To model sentiment classifications based on TF-IDF features, we employ XGBoost (eXtreme Gradient Boosting), a scalable and regularized tree ensemble algorithm designed for both accuracy and efficiency. XGBoost builds an additive model by iteratively constructing decision trees that minimize a regularized objective function, which balances prediction accuracy with model simplicity. The objective consists of two components: a convex loss function that measures how well the model fits the data, and a regularization term that penalizes overly complex trees.
Each predicted class label \(\hat{y}_i\) (positive, neutral, negative) is computed as the sum of outputs from \(K\) trees:
\[
\hat{y}_i = \phi(x_i) = \sum_{k=1}^K f_k(x_i), \quad f_k \in \mathcal{F}
\]
Where:
• \(x_i\): The input TF-IDF vector for tweet \(i\)
• \(f_k(x_i)\): The prediction from the \(k^\text{th}\) tree for input \(x_i\)
• \(\sum_{k=1}^K f_k(x_i)\): The sum of predictions for each class
• \(\phi(x_i)\): The combined prediction from all trees
This formula is foundational to XGBoost. It expresses how the final prediction is built up iteratively from multiple decision trees, which is the basis of boosting. In classifying sentiment labels, the accumulated scores are passed through a softmax functions to determine class probabilities.
Example:
Suppose we are using XGBoost to classify the sentiment of a tweet as positive, neutral, or negative, and the model has been trained with \(K\) = 3 boosting rounds (trees) per class.

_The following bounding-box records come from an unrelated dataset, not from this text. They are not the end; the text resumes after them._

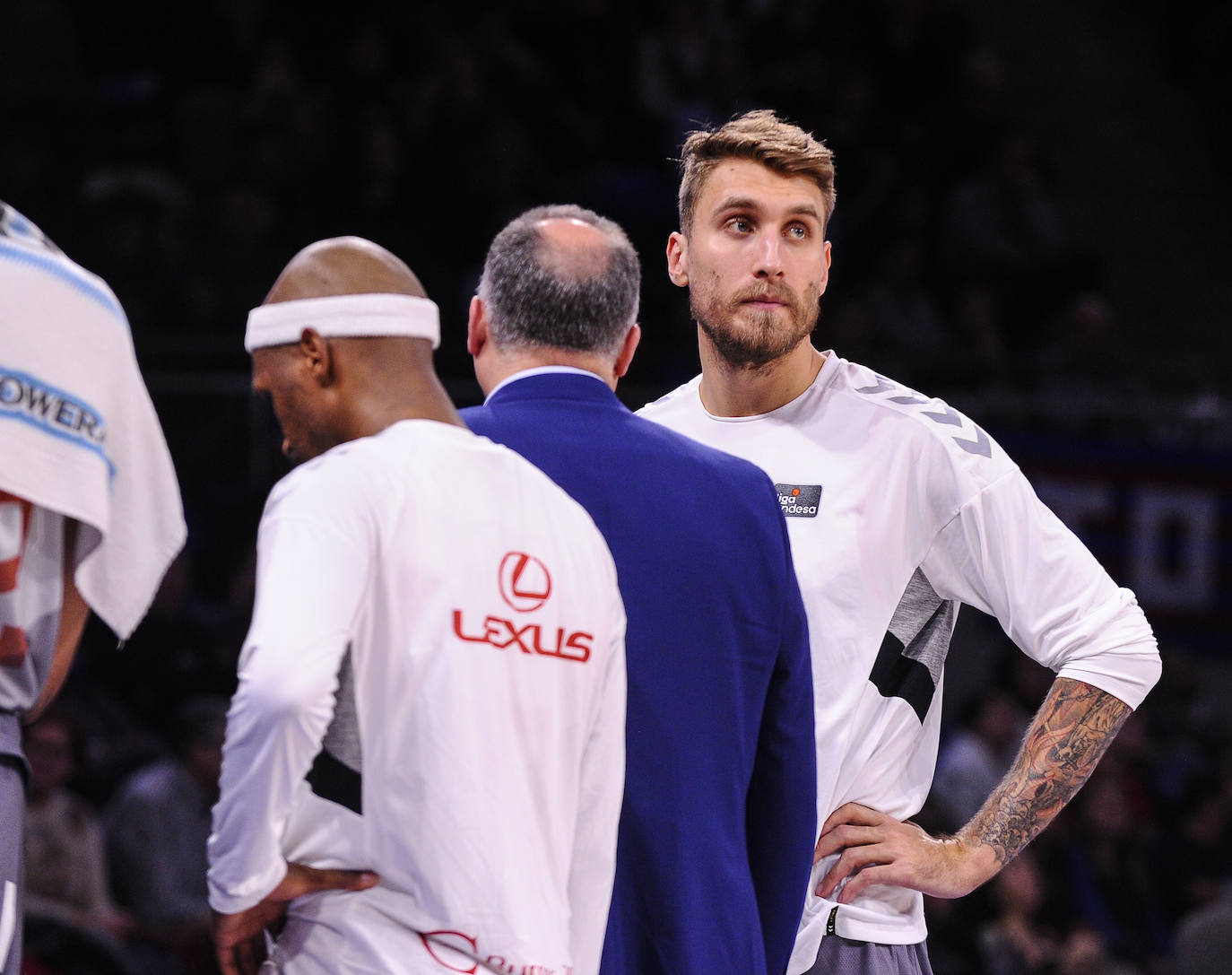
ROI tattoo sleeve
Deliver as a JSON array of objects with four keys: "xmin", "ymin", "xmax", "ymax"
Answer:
[{"xmin": 959, "ymin": 676, "xmax": 1131, "ymax": 864}]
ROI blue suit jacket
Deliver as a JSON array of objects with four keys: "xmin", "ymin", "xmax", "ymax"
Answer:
[{"xmin": 462, "ymin": 373, "xmax": 817, "ymax": 975}]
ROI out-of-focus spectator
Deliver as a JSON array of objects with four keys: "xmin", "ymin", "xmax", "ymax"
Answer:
[
  {"xmin": 23, "ymin": 708, "xmax": 133, "ymax": 942},
  {"xmin": 929, "ymin": 686, "xmax": 1028, "ymax": 830},
  {"xmin": 1173, "ymin": 883, "xmax": 1232, "ymax": 975},
  {"xmin": 979, "ymin": 849, "xmax": 1061, "ymax": 975},
  {"xmin": 103, "ymin": 696, "xmax": 227, "ymax": 975}
]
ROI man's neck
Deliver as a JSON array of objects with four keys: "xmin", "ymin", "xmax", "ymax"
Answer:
[{"xmin": 698, "ymin": 329, "xmax": 826, "ymax": 416}]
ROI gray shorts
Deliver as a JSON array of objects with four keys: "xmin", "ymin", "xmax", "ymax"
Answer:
[
  {"xmin": 808, "ymin": 935, "xmax": 933, "ymax": 975},
  {"xmin": 0, "ymin": 753, "xmax": 26, "ymax": 975}
]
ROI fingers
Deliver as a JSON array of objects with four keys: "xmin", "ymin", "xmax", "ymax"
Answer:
[
  {"xmin": 277, "ymin": 863, "xmax": 381, "ymax": 900},
  {"xmin": 823, "ymin": 864, "xmax": 902, "ymax": 903},
  {"xmin": 215, "ymin": 936, "xmax": 265, "ymax": 975},
  {"xmin": 821, "ymin": 803, "xmax": 889, "ymax": 836},
  {"xmin": 817, "ymin": 844, "xmax": 889, "ymax": 903}
]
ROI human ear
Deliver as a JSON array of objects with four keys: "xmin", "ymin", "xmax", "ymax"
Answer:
[
  {"xmin": 299, "ymin": 328, "xmax": 334, "ymax": 386},
  {"xmin": 668, "ymin": 231, "xmax": 689, "ymax": 287}
]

For a new input tweet \(x_i,\) each of the 3 trees for each class outputs a score which is then summed for each class:
• Positive class score: 1.2 + 0.9 + 1.1 = 3.2
• Neutral class score: 0.5 + 0.6 + 0.3 = 1.4
• Negative class score: 0.8 + 0.7 + 0.6 = 2.1
Since the positive class has the highest total score, the model assigns the label positive.
Once prediction scores are computed, XGBoost must also determine how to train itself to make better predictions through the process of learning optimal tree structure. This is done by minimizing the regularized objective function, which balances prediction accuracy and model complexity:
\[
\mathcal{L}(\phi) = \sum_{i} l(\hat{y}_i, y_i) + \sum_{k} \Omega(f_k)
\] \[
\text{where }\Omega(f) = \gamma T + \frac{1}{2} \lambda \lVert w \rVert^2
\]
• \(l(y_i, \hat{y}_i)\) is our differentiable convex loss function (softmax loss for multiclass classification), measuring how far off the model’s prediction \(\hat{y}_i\) is from the true label \(y_i\).,
• \(f_k\) is the \(k^\text{th}\) decision tree in the ensemble,
• \(T\): the number of leaves on a tree,
• \(w\): the vector of leaf scores (weights),
• \(\gamma\) and \(\lambda\): regularization parameters that control tree complexity.
Therefore, by combining a strong predictive loss with a tree-specific complexity penalty, XGBoost is able to generalize well to new data, outperforming simpler models while remaining computationally efficient (Chen and Guestrin 2016). It also provides feature importance scores, offering insights into which terms most influence predictions—a valuable asset for customer service teams seeking actionable feedback.
With the model trained, we evaluated its performance using several classification metrics.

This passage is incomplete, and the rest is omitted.